Full analysis of all these stocks is available at http://at.zacks.com/?id=2676
Here is a synopsis of all five stocks:
We are initiating coverage on Tyco International (TYC) shares with an Outperform rating and $36 target price.
The company’s third-quarter results benefited from the improvement in key metrics like account growth, average revenue per user and the disconnect rate, which helped sustain recurring revenues.
Tyco is increasing capital expenditure on Research & Development at its two new centers in Shanghai and Bangalore, which are focused on developing products tailored to respective local markets. The company is aggressively pursuing its restructuring program and expects to realize tangible benefits in 2010.
We reiterate our Underperform rating for Valero (VLO) shares as a combination of weak demand, excess production capacity and narrowing crude quality spreads are expected to weigh on near-term margins.

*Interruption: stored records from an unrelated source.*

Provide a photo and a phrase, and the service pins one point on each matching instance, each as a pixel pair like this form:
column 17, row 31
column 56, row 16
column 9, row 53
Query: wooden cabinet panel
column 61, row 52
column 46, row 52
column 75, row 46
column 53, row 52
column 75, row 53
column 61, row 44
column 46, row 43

In addition to the near-term margin issues, commissioning of new refineries and extension projects indicate future struggle as global demand for almost all fuel products (except gasoline) is trending down.
The medium to long-term outlook also remains cloudy, with unfavorable regulatory changes (growing biofuel mandates) weighing on demand growth and limiting margin gains. Being the largest independent refiner, Valero remains particularly exposed to this unfavorable macro backdrop.
Latest Posts on the Zacks Analyst Blog:
Income, Poverty & Health Insurance
The long-term strength of the economy really is dependent on having a healthy and vibrant middle class. Median real household income is perhaps the best single measure of that. After all, what could be more middle than the point at which 50% of the households earn more than and 50% earn less than?
Yes the aggregate amount of income is important, but so is the distribution. If the economy grows by, say, $100 billion (a small increase in the context of a $14 trillion economy), but that is a result of 100 families each gaining a billion, and the other 99.999% of families seeing no increase, how much do you think demand will increase?
True, you would stimulate spending on yachts and private airplanes, but really — how many jobs does that translate to? It’s nice for those 100 families, but from the perspective of the overall society, what is the point? It might be good for Textron (TXT) and Outboard Marine (OM), but they make up a very small segment of the overall market and economy. Recently, Carlos Slim of Mexico joined the ranks of the richest people in the world, but does that mean that Mexico is getting substantially more wealthy?
If, instead of that $100 billion increase going to 100 families it was split up with 10 million families each seeing an increase of $100, the money will be far more likely to be spent and put into circulation, and more jobs will be created. It would also result in more overall happiness. At the margin, how much more happiness does an extra $100 bring to a billionaire? How much more does it bring to a pauper?
From the perspective of the overall market, that widely dispersed $100 billion would stimulate sales at Walmart (WMT) and countless small private businesses. I know that the market generally does not care about poor people. If you don’t have money you can’t consume or invest.
But that is sort of the point, though — if more and more people are in poverty, they will not be consuming or investing. The fact that the poverty rate has risen by 16.8% — from 11.3% in 2000 to 13.2% in 2008 — is hardly a sign of a robust economy.